By Jason Lange
WASHINGTON (Reuters) - There is little evidence that employers are sacrificing full-time jobs by hiring more part-timers or reducing existing employee hours because of the costs of providing health coverage under Obamacare.
Conservative Republicans have pointed to the high level of part-time employment as evidence businesses are cutting hours for staff in response to the new healthcare law, which will require them to offer health insurance to full-time workers.
And one in five businesses in the service sector think President Barack Obama's signature healthcare reform has hurt employment at their firms over the last three months, a National Association of Business Economics survey showed on Monday.
But there is little discernible impact in the employment figures released in recent months, including the September numbers out on Tuesday. The number of people with part-time jobs who want full-time work, for example, was essentially flat in September at 7.9 million.
"We are not seeing any effect in the data," Jason Furman, chairman of the White House Council of Economic Advisers, told Reuters Insider.
Part of the reason may be the White House's decision to delay the beginning of Obamacare's so-called "employer mandate" until January 2015. Under the mandate, which was previously due to take effect in January 2014, firms with more than 50 employees must provide reasonable healthcare insurance to employees who work more than 30 hours a week.
Also, the number of part-time workers spiked in 2008, well before Obamacare was enacted, and has been slowly falling as a share of total employment since 2010. In September people working part time because they could not find full-time work made up 5.5 percent of the employed, unchanged from August. The spike in 2008 and the steady drift downward since then suggests the elevated level of part-time workers is more likely due to the economy's weakness.
The issue is a sensitive one for the administration, which is also on the defensive over a clunky rollout of a website workers use to navigate the new health insurance landscape created by Obamacare.
Many businesses polled by the NABE said they were holding back on hiring due to the costs imposed by the law. The survey also showed 15 percent of service sector firms planned to shift to more part-time workers due to Obamacare.

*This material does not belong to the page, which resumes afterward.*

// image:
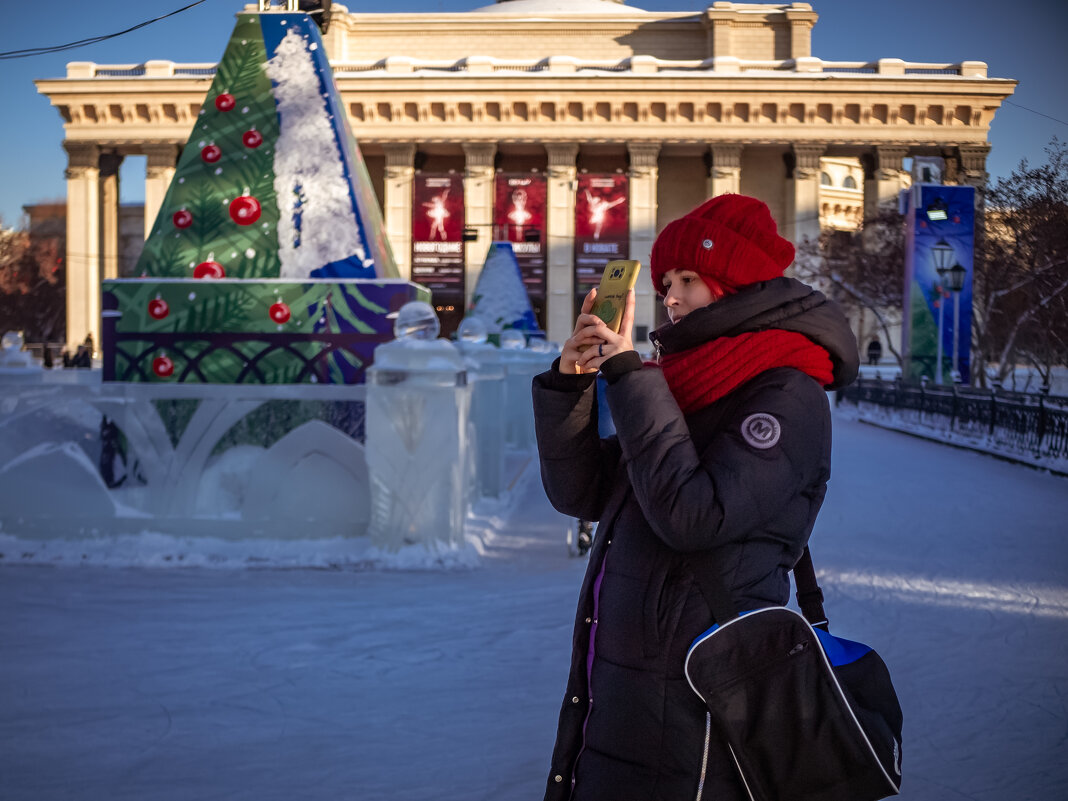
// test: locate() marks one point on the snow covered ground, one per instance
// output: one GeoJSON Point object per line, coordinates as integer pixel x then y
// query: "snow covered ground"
{"type": "Point", "coordinates": [442, 685]}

But that may not be translating into hiring decisions.
"Health reform's employer mandate is likely to have some effect on hours worked, but it hasn't yet shown up in the data," Paul Van de Water, an analyst at the Center on Budget and Policy Priorities, wrote in a report this month.
Ron Axelrad, chief executive of Access Staffing, which places part- and full-time employees across the greater New York City area, said his firm had been getting a lot of calls from companies six months ago about how to prepare for Obamacare.
But the delay of the employer mandate has pushed the issue "out of everyone's mind," he said.
"Probably toward the second or third quarter of next year, companies will be very aware again that they have to prepare," Axelrad added.